In a truly bizarre turn, Branch accused family members of the dead boys (including his ex-wife Pam Hobbs) who'd gone to "the other side," of forsaking him as God did Jesus on the cross. More strangely, he describes Jesus as having had "parents," plural. So, while he's pretty clear on the witchery thing, he may not be so up on his Bible.

Branch also had a melt down during the hearing and had to be forcibly removed from the courtroom. As Judge Laser was going over the fine points of sentencing with the defendants, he started screaming, "Your honor, if you go through with this you're gonna open Pandora's box... You're gonna give 'em the key to it." As he was dragged out of the court he could still be heard screaming, "This is wrong, y'all."



Judge David Laser


In the hearing which was not aired live but was streamed later by CNN, the judge conditionally set a new trial on the basis of new evidence. The prosecutors entered new, modified charges of three counts first degree murder for both Echols and Baldwin and one charge of first degree murder and two charges of second degree murder for Misskelley. They took capitol murder off the table.
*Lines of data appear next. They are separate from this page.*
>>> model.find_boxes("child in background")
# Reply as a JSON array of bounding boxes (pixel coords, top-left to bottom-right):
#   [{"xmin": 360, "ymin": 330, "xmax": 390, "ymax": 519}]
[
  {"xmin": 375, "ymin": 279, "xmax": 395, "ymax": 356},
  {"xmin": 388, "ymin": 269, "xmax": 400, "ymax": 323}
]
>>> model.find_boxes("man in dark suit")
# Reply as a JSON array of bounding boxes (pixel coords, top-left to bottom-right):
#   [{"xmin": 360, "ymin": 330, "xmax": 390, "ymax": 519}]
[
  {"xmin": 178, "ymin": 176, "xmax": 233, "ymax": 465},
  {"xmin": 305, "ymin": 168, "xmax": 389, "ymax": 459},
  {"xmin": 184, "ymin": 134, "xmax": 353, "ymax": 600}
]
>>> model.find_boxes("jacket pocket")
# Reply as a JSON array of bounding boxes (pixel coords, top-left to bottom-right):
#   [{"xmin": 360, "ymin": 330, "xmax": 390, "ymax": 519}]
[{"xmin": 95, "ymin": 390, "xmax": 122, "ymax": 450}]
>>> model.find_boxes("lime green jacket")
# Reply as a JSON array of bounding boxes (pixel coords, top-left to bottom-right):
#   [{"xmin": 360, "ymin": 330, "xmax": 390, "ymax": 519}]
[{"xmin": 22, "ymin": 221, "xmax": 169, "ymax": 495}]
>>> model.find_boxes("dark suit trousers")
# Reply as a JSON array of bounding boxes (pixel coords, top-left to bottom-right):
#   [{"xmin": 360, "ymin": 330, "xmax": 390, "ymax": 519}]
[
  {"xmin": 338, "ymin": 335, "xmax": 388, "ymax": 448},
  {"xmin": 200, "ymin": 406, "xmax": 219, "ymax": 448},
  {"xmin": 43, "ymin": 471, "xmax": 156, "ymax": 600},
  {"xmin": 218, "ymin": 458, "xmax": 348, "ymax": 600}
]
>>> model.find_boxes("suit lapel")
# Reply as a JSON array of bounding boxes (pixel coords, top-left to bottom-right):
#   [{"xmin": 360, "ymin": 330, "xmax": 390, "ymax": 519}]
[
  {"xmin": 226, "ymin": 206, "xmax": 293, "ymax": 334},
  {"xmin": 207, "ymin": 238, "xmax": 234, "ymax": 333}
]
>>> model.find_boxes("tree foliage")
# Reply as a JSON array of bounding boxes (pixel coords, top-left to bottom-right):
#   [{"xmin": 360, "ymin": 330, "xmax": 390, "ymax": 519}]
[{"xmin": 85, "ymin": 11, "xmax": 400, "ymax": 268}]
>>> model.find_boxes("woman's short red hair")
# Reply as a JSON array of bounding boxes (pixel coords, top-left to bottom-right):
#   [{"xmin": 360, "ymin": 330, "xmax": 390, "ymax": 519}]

In accordance with the plea agreement, all three waived their right to a jury trial and plead guilty but simultaneously avowed their innocence.

Laser: Having heard those statements, uh, Mr. Echols, what, how do wish to plead in this case?

Echols: Your honor I am innocent of these charges but I'm entering an Alford guilty plea today based on the advice of my counsel and my understanding that it's in my best interest to do so given the entire record of the case.

. . .

Laser: Mr., uh, Baldwin, uh, having heard the statement made by the State as to a portion of the proof that's expected in this case, how do you choose to plead in this case?

Baldwin: Your Honor, first of all, I'm innocent of murdering Christopher Byers, Michael Moore, and Stevie Branch. However, after serving eighteen years in the penitentiary for such, I agree that it's in the State's best interest as well as my own that based upon North Carolina vs. Alford that I plead guilty to first degree murder [unintelligible].

. . .

Laser: The same as relates to you Mr. Misskelley, how do you wish to plead in response to the provable charges in this case?

Misskelley: I am pleading guilty under North Carolina vs. Alford [unintelligible] so ruled, although I'm innocent, this plea is in my best interest.

The whole thing had the feeling of a sort of mock trial with Judge Laser stammering and pausing as if he were reading lines in a dress rehearsal he'd just gotten the script for. It all felt like a sham... because it was. They even have a kind of pretend probation called suspended imposition of sentence, in which they don't have to report to a parole officer or anything but they do have to keep their noses clean for the next ten years.

Judge Laser spoke at length to the chamber and explained that he knew there were strong emotions on both sides and that this solution would not "make the pain go away." In a break from the typical hostility to celebrities and other "outsiders" who've stuck their noses into West Memphis business expressed by so many public officials through the years, Judge Laser openly thanked supporters for their interest in justice. He thanked attorneys who'd worked pro bono and people who'd raised funds for DNA research and other testing that was beyond the means of the State. It was a rather unsubtle nod to Natalie Maines and Eddie Vedder who were in the courtroom.

Nothing can make the pain go away for anyone involved in this case. Nothing will bring back the lives of those three children and nothing will restore eighteen years lost to three innocent men. But this strange, cockeyed plea agreement is a place to start.





All information on the trial comes from news articles with provided links or CNN's live feed. All quotes and paraphrased statements that are not linked to a source document are my best attempt to transcribe material from live broadcasts.